Friday, April 25, 2008

MADONNA FOR OBAMA!!!!

This revelation closes the New York Magazine's interview with her Majesty. Here's the soundbite:

Which presidential candidate do you think will make the least huge mistakes?
I’m excited about one of the candidates.

But you can’t talk about him because the other one’s husband is in your movie?
That’s not nice … Um …

(I'm assuming Bill is in her upcoming AIDS/Malawi documentary.)

Since Madonna for Obama has such a ring to it, I shall procrastinate writing my script for another hour by finding..... MADONNA FOR OBAMA ANAGRAMS! Highlights so far:



Manana, broad of om
A roof bandana mom
A bad man oaf moron
Abandon from a Mao
Baron and oaf ammo

and, finally,

Bandana Ram Of Moo

email me with other possibilities!

Wednesday, April 16, 2008

Picture of McCain attempts to demonstrate his teeth are real



And this here is, uh, not exactly a "new kind of politics" (or if it is new, it's not exactly noble) but, hell, I laughed. Keep clicking on the text. Picturing this guy. Please don't let this man be our next president.

Wednesday, April 9, 2008

Amending the Constitution to allow Hillary to Govern

This in from a lawyer friend of mine.

A Reno, Nevada man has filed a state lawsuit claiming that the U.S. Constitution would have to be amended to allow Sen. Hillary Clinton to appear on the presidential ballot.

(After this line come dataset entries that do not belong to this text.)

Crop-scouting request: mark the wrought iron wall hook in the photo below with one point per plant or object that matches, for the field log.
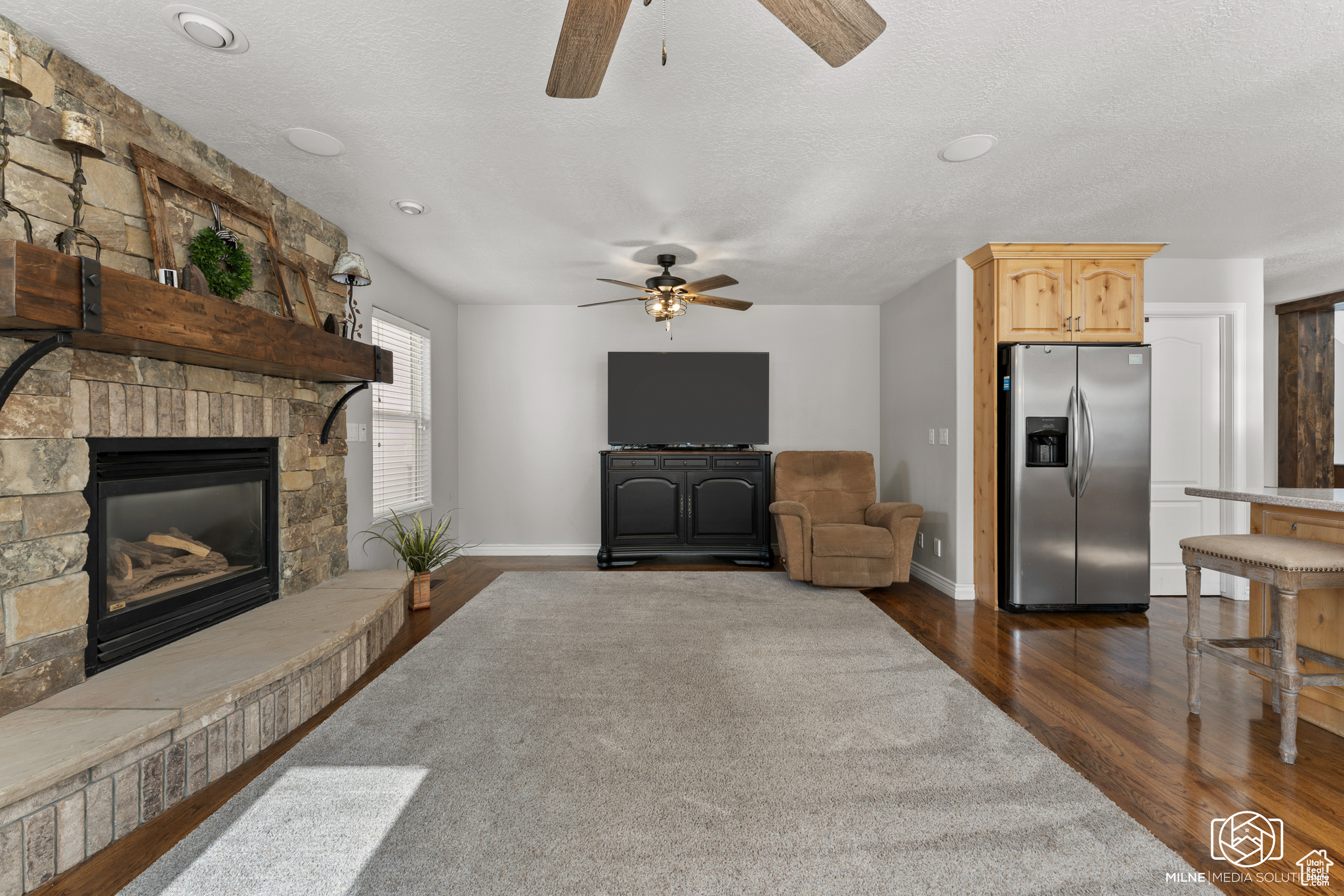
(69, 239)
(6, 206)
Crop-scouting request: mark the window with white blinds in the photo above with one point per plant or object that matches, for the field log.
(401, 419)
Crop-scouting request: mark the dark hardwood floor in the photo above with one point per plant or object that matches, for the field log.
(1106, 692)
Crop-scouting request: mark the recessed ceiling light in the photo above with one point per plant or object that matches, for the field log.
(968, 148)
(315, 142)
(205, 29)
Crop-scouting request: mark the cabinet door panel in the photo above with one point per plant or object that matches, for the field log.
(1108, 301)
(1034, 300)
(646, 507)
(724, 507)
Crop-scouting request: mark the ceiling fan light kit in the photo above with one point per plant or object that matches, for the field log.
(835, 30)
(668, 296)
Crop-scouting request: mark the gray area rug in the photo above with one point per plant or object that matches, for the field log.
(667, 733)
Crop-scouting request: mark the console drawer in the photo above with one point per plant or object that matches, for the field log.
(737, 464)
(633, 462)
(686, 464)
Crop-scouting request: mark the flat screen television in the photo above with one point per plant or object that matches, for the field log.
(688, 398)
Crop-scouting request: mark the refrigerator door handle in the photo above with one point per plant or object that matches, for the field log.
(1092, 442)
(1073, 442)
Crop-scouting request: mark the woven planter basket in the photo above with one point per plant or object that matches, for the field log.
(420, 592)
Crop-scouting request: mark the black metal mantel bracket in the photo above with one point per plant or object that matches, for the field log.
(338, 407)
(91, 288)
(341, 402)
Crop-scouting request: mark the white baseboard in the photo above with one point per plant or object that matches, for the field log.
(942, 583)
(533, 550)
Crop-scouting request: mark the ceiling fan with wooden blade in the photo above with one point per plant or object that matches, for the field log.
(836, 30)
(667, 296)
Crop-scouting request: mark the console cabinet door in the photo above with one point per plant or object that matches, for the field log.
(646, 507)
(724, 508)
(1108, 297)
(1034, 304)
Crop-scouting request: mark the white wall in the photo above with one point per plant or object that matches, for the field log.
(1236, 289)
(534, 402)
(1234, 281)
(927, 383)
(397, 292)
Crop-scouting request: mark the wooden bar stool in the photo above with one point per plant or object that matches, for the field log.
(1285, 566)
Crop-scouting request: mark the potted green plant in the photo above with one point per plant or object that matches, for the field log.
(423, 547)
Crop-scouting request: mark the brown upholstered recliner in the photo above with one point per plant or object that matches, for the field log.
(831, 529)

Douglas Wallace, 80, argues that because the constitution refers to "he" and "his" in describing presidential duties, a woman can't hold the office.

"The use of female gendered pronouns 'she' or 'her' are not present in the document, making it conclusive that the framers never intended that a woman would be president of the United States," Wallace wrote in the suit.


Folks are crazy.

But I do think the "he" pronoun in documents intended to refer to both genders does stop people from imagining women in traditionally male roles. I have co-written numerous manuals and text books, and I make a point to switch up the pronouns. Instead of writing "s/he" or "he or she," sometimes I'll use she, sometimes he. I do enjoy inserting "she" in places where we're more accustomed to "he."

For example, I used to write SAT manuals. So I might explain a savvy SAT technique in a sentence like this one:

"The seasoned SAT-taker does not assume that all the data in the problem is useful, or even relevant. She will focus on the question being asked, and determine for herself what information she needs to answer the question."

Anyway, Hillary is really getting on my nerves, but I stand by my original stance on her: I'm grateful for her candidacy because I think that the nationwide undertaking of imagination that can conceive of a woman President of the United States has shifted what we see as possible. As a country we hadn't gone there yet. Now we have.